City spokeswoman Rachel Kruer said "teachers at Ames won't be affected based upon the change of academic focus," and added that by announcing early they were giving parents time to make other arrangements if their children don't want to attend Marine Math and Science.

Current seventh-graders will automatically be accepted to Marine, she said, but sixth-graders who'd planned to attend Ames will either have to apply to Marine or go elsewhere.

The plan still needs final approval by the Chicago Board of Education, Kruer added.

On Tuesday, Maldonado said he felt it was his "duty to provide all our children with real opportunities to get a quality education in the 26th Ward, and that is why I am proud to bring Marine Math and Science to our community."

Less than 500 students attend Ames, which has a capacity of 1,100. City school officials have targeted some low-enrollment schools for closure in a districtwide cost-cutting move.

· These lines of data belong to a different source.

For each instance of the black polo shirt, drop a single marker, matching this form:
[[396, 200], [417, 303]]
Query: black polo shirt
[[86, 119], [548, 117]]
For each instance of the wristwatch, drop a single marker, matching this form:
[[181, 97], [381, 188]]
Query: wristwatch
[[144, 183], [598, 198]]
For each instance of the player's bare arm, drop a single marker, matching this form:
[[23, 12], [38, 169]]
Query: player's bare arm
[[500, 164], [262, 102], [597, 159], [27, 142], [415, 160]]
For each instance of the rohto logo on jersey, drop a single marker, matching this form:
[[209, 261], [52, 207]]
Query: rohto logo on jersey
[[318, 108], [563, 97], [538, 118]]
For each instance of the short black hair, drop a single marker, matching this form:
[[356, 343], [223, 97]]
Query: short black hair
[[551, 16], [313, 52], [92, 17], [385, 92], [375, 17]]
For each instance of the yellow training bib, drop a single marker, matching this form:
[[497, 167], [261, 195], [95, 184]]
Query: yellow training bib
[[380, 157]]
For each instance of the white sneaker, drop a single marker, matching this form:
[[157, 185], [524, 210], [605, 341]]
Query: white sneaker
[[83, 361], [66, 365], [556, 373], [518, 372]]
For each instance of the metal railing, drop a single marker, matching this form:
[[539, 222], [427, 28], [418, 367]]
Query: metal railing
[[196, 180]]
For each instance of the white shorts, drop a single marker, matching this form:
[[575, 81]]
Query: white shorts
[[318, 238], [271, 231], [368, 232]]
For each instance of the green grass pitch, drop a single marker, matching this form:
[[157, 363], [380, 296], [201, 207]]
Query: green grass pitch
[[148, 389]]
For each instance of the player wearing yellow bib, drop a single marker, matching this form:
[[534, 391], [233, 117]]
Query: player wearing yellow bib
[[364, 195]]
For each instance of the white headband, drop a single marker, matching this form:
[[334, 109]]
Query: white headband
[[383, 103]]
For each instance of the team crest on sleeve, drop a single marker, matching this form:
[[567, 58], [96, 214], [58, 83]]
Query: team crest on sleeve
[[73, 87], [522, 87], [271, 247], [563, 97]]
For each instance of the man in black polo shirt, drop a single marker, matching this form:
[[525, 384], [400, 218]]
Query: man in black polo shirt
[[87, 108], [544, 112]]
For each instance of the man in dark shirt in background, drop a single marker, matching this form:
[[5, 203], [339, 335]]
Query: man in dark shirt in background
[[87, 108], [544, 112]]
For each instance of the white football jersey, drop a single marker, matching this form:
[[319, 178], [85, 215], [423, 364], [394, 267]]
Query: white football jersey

Parents repeatedly protested the proposed change at school board meetings, Maldonado's ward office and at City Hall over the last year. In December, School Board President David Vitale denied the move was in the works and assured parents there were no plans to change Ames into a military school.

"This is horrible," said Maria Trejo as she and others protested outside the Marine academy Tuesday. Trejo, the director of Ames' Elev8 program, which works to improve student achievement at the school, said protestors "thought we had won the battle and the military school was staying out, and once again we're hearing it's happening."

In a statement, Chicago Teachers Union president Karen Lewis said her members, too, were "outraged" by the "betrayal" in closing Ames.

“The added insult to injury is that the school board president said less than a year ago that there were no plans to bring this militarization experiment to a school that is already succeeding," Lewis said. "We don’t know why the alderman has been pushing something so strongly opposed by his community, or who it will benefit, but that certainly isn’t the students.”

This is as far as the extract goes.